Writing a simple symbolic computation system using R (Part 2/4)
This post is very old. Many things may be wrong due to things that happened since then, or because I did not have a good understanding of what I was writing about.
This post was originally written in portuguese.
Today, I’m going to show how we can extend the little language we built in the previous post, enabling us to define new functions from existing ones using sums, products, and compositions.
As a starting point, it might be useful to get the code as finished on the last post. It’s available here.

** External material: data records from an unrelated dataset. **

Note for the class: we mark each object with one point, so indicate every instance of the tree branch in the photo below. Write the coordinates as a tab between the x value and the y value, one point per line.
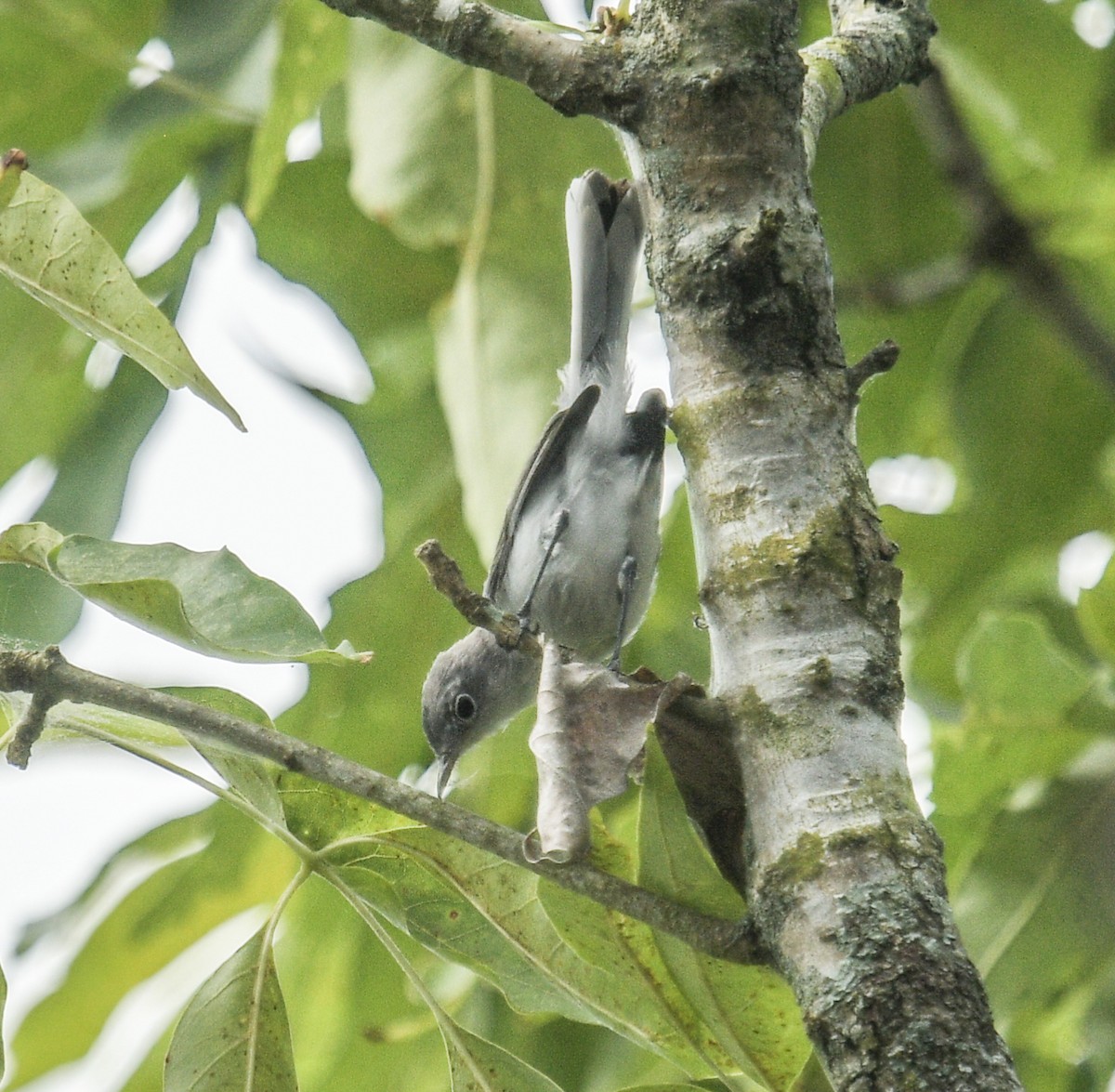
1002	238
49	674
446	577
574	72
875	46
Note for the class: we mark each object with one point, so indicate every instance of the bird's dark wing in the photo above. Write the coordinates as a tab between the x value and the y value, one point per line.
547	458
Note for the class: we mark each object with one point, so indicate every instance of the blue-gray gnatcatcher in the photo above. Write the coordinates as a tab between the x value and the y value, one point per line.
580	541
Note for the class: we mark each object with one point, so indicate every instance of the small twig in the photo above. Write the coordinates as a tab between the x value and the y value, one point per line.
33	672
873	49
33	722
1002	239
477	609
575	73
875	362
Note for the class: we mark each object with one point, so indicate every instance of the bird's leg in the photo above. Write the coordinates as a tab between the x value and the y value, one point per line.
553	533
628	572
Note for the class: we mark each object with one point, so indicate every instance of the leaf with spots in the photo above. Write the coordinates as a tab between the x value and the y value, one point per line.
234	1033
207	601
49	250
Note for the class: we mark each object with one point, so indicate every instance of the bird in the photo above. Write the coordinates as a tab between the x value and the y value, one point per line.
578	552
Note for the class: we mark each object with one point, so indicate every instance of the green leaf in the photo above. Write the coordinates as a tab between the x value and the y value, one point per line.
256	780
1096	612
750	1012
87	47
211	602
500	920
224	865
312	57
49	250
478	1065
234	1033
86	496
4	1002
412	131
1013	670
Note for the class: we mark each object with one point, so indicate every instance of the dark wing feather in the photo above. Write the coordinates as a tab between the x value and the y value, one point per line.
549	455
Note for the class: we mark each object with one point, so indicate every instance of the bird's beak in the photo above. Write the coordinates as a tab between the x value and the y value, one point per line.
445	764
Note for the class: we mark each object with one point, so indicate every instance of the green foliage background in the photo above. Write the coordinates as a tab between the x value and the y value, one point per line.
428	224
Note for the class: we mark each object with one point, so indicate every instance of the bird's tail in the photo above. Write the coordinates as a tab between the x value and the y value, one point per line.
605	227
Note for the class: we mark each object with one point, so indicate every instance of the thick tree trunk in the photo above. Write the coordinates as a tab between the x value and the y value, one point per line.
796	577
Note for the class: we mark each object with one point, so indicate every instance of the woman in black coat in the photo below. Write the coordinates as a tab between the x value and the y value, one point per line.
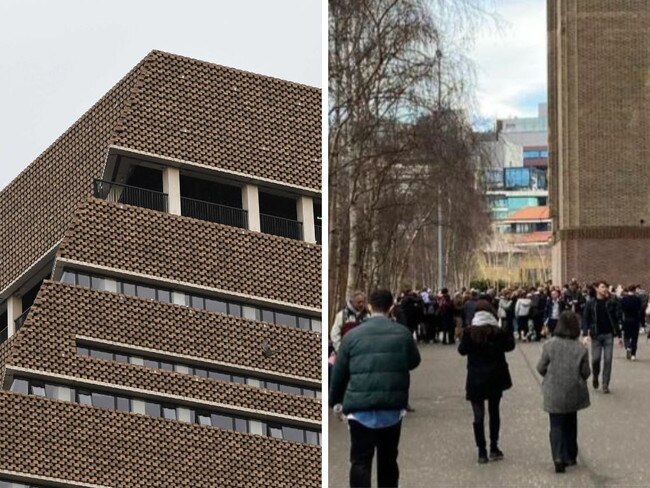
485	344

Defining sums and products
The +
and *
operators are generic functions. This means that we can specify how they should behave when applied to arguments having a class we defined. In our case, we can define methods for these operators when applied to arguments of the symbolic
class. This allows us to manipulate our functions as naturally as we manipulate vectors.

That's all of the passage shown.